Other NCMRR-supported research is exploring ways to relieve torsion and tensed muscles in people with cerebral palsy to help improve gait and mobility, as well as methods for measuring brain damage after fetal or neonatal stroke to help improve development. Researchers are also exploring muscle and bone physiology and trajectories of function among those with and without cerebral palsy.

Some Center-supported research related to cerebral palsy is described by the researchers themselves in the NCMRR 20th Anniversary Scientific Symposium Proceedings.

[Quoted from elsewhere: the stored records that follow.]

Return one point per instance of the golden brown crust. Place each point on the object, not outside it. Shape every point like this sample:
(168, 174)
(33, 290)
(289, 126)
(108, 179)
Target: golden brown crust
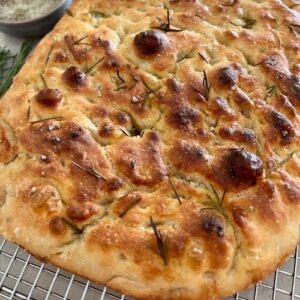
(160, 138)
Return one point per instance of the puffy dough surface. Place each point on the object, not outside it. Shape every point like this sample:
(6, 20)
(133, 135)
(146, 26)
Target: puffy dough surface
(153, 146)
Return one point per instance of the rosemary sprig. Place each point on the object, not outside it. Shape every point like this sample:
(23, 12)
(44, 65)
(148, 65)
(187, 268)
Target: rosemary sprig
(89, 69)
(48, 55)
(44, 81)
(260, 63)
(166, 26)
(175, 190)
(18, 62)
(294, 28)
(28, 111)
(248, 22)
(12, 160)
(90, 170)
(271, 90)
(283, 162)
(202, 56)
(133, 164)
(125, 131)
(230, 3)
(69, 13)
(98, 14)
(120, 77)
(4, 58)
(206, 86)
(58, 118)
(160, 242)
(80, 40)
(182, 55)
(148, 92)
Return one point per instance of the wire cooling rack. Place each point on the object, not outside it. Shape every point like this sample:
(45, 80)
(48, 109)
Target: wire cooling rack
(24, 277)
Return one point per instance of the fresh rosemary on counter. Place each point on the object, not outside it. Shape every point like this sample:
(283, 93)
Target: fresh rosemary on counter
(7, 73)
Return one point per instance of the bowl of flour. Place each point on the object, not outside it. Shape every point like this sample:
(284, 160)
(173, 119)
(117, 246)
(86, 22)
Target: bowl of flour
(30, 18)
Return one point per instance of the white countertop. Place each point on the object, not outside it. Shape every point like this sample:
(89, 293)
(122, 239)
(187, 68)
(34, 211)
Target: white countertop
(11, 42)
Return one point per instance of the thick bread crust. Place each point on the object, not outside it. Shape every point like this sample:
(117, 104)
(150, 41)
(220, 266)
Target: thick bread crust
(158, 157)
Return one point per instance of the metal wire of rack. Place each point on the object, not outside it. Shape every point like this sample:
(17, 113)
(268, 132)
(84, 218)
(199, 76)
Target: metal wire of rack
(24, 277)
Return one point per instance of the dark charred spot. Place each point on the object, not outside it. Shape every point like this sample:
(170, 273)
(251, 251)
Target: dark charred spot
(212, 224)
(135, 131)
(106, 130)
(75, 77)
(242, 135)
(75, 134)
(283, 125)
(227, 76)
(183, 117)
(293, 86)
(49, 97)
(121, 118)
(57, 225)
(81, 211)
(150, 42)
(60, 57)
(114, 184)
(55, 140)
(173, 85)
(45, 158)
(243, 167)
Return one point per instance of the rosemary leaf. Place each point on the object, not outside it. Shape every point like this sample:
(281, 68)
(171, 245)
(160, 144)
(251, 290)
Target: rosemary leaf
(283, 162)
(91, 170)
(160, 242)
(175, 190)
(18, 62)
(166, 26)
(89, 70)
(47, 119)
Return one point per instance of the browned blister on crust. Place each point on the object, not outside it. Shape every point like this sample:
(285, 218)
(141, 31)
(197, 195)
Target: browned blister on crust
(154, 146)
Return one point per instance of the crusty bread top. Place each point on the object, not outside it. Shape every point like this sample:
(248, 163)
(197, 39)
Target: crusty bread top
(153, 145)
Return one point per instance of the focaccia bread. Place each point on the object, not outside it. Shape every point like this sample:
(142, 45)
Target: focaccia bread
(153, 146)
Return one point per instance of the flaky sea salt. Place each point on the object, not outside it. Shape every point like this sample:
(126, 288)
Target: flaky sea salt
(25, 10)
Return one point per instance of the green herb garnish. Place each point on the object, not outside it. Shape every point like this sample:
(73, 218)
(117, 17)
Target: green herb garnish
(18, 62)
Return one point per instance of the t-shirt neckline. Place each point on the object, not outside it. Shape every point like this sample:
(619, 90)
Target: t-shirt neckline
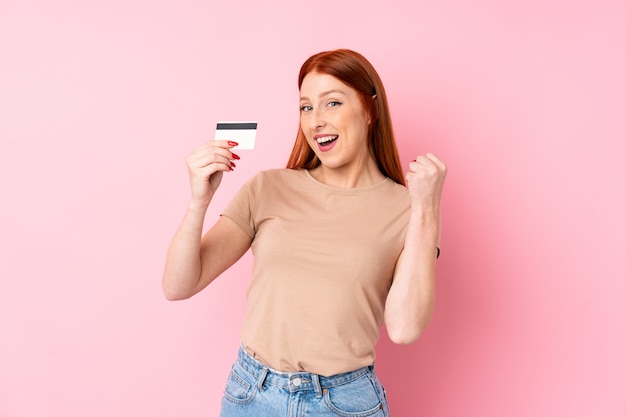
(345, 189)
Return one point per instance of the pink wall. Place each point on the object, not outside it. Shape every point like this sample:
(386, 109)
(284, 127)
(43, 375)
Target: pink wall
(100, 102)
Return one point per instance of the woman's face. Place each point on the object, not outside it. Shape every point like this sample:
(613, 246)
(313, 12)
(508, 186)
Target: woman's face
(333, 121)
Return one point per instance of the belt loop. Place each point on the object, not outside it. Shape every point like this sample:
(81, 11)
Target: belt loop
(262, 377)
(316, 385)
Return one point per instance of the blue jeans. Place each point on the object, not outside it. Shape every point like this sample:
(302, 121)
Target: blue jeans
(254, 390)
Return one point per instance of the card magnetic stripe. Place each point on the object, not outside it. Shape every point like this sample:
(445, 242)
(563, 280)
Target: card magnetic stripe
(236, 126)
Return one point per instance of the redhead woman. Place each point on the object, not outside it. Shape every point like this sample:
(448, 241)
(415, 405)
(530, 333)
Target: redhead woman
(343, 242)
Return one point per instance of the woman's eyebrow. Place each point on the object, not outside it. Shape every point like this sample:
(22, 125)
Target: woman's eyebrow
(325, 93)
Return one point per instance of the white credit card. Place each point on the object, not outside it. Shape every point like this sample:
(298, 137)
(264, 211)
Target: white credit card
(244, 133)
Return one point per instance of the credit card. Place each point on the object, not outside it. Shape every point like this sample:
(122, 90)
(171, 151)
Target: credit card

Researchers in the NICHD’s Division of Intramural Research (DIR) also work on projects related to cerebral palsy. For example, researchers in the Section on Tissue Biophysics and Biomimetics in the Program on Pediatric Imaging and Tissue Sciences use multimodality magnetic resonance imaging (diffusion tensor imaging, functional magnetic resonance imaging, and quantitative relaxometry) to evaluate cerebral reorganization caused by various rehabilitation protocols in children with cerebral palsy and traumatic brain injury.

In addition, researchers in the Program in Perinatal Research and Obstetrics (PPRO) are exploring the effectiveness of nanodevices in delivering therapeutic agents across the blood-brain barrier, using a rabbit model of cerebral palsy. Inflammation of brain cells is thought to play a key role in the development of cerebral palsy, particularly in preterm infants.

 

Other Activities and Advances

  • Medical rehabilitation, a key component of the NICHD mission, involves basic and clinical studies in the domains of pathophysiology, impairment, function, disability, and societal interaction and includes work on cerebral palsy and similar disorders. With NINDS and the National Institute of Biomedical Imaging and Bioengineering, NCMRR funds the Medical Rehabilitation Research Infrastructure Network, which facilitates researchers’ access to technologies and training. Specific research activities include computer simulation of human motion and promoting walking in children with cerebral palsy.
  • The Eunice Kennedy Shriver Intellectual and Developmental Disabilities Research Centers (EKSIDDRCs) program supports researchers whose goals are to advance understanding of a variety of conditions and topics related to intellectual and developmental disabilities (IDDs), including cerebral palsy. Some EKSIDDRC researchers use advanced neuroimaging techniques to more precisely characterize brain injury underlying cerebral palsy in order to improve classification and treatment for children with the condition. The program is funded by the IDDB.
  • The NICHD Brain and Tissue Bank for Developmental Disorders, located at the University of Maryland Medical School, is a tissue bank designed to advance IDD research. The bank currently contains more than 80,000 frozen tissue specimens, representing more than 400 disorders, including cerebral palsy.
  • The MFMU Network focuses on clinical questions in maternal-fetal medicine and obstetrics, particularly with respect to the continuing problem of preterm birth. The Institute funds the MFMU Network through its PPB. The MFMU Network conducted a large, longitudinal study of magnesium sulfate, which led to use of the substance to reduce cerebral palsy among preterm infants.